I love to eat. He doesn’t.
Food makes me happy. He just wants to get it over and done with.
I like roti prata kosong. He must have his with egg.
I like my pasta tomato-based. He hates pasta, but if coerced, goes for carbonara.
I can finish an entire durian by myself. A mere whiff gives him a headache.
I think it’s offensive to add Maggi chilli sauce over fried rice. He thinks it’s haute cuisine.
Recently, he stunned me when he said, “I don’t like tarts.”
What? How can anyone not like tarts? What’s not to like? I love tarts. I love how, when you take a bite, your tongue twirls around the creamy filling and your teeth hits an occasional crack of pastry. I love how it’s gooey and crusty at the same time. If it’s a fruit tart, even better. I love how the fruit adds mushiness to the whole shebang.

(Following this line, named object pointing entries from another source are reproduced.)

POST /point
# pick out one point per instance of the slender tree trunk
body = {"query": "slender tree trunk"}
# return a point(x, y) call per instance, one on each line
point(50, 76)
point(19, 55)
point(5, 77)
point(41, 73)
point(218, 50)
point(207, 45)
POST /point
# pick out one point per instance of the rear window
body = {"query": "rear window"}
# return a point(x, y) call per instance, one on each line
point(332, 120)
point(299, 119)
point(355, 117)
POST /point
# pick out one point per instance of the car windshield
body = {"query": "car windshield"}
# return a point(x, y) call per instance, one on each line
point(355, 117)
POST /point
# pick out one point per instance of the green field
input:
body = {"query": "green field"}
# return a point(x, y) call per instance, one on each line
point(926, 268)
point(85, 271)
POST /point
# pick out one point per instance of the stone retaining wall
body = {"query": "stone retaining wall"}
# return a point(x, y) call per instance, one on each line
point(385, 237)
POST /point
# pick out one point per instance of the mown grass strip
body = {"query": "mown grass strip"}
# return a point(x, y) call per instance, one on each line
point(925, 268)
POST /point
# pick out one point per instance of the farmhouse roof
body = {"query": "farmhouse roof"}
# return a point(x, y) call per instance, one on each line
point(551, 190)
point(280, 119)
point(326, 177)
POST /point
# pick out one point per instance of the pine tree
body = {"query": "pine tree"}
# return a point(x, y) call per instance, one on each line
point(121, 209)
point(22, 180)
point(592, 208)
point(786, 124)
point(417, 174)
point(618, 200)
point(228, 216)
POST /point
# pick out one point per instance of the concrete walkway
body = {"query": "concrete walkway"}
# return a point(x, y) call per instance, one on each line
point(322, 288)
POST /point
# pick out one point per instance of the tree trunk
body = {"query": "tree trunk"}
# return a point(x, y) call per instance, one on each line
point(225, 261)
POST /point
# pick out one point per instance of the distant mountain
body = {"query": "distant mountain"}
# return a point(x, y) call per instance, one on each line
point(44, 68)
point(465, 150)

When I first saw this recipe in Allysa Torey’s More From Magnolia, I wanted to make it straight away. It has all the great stuff that I love – sugar cookie crust, filling made of cream cheese and heavy cream, and peaches. The recipes calls for fresh peaches, which is seasonal (I wanna make it now!) so I substituted them with canned ones. Besides, I don’t care too much for fresh peaches. I unashamedly declare that I’m a huge fan of canned peaches and other sugar-loaded, chemically modified fruits (especially lychees, longans, and – right on top of my list – rambutans stuffed with pineapple! Is anybody with me?)
Anyway, this tart was a breeze to make. And when I took my first bite, the crust was so light, crumbly and unbelievably good that I could enter it in some competition. The filling, though, was a little too cream-cheesy for me. It was so rich it kinda left skid marks on the way down my throat. (But my mum thought it was perfect). Still, a good attempt, I thought.
Dutiful wife that I am, I broke off one chunk and offered it to Z, who was messing around on his laptop as usual. He swooped it up in one mouthful, paused, pause some more, then scrunched up his shoulders like he was half tickled, half doing the electric boogaloo.
“No good?” I asked.
“I don’t like peaches.”
What? He doesn’t like peaches too? Good grief. This relationship is probably surviving on good looks and humour alone. It sure ain’t the food, man.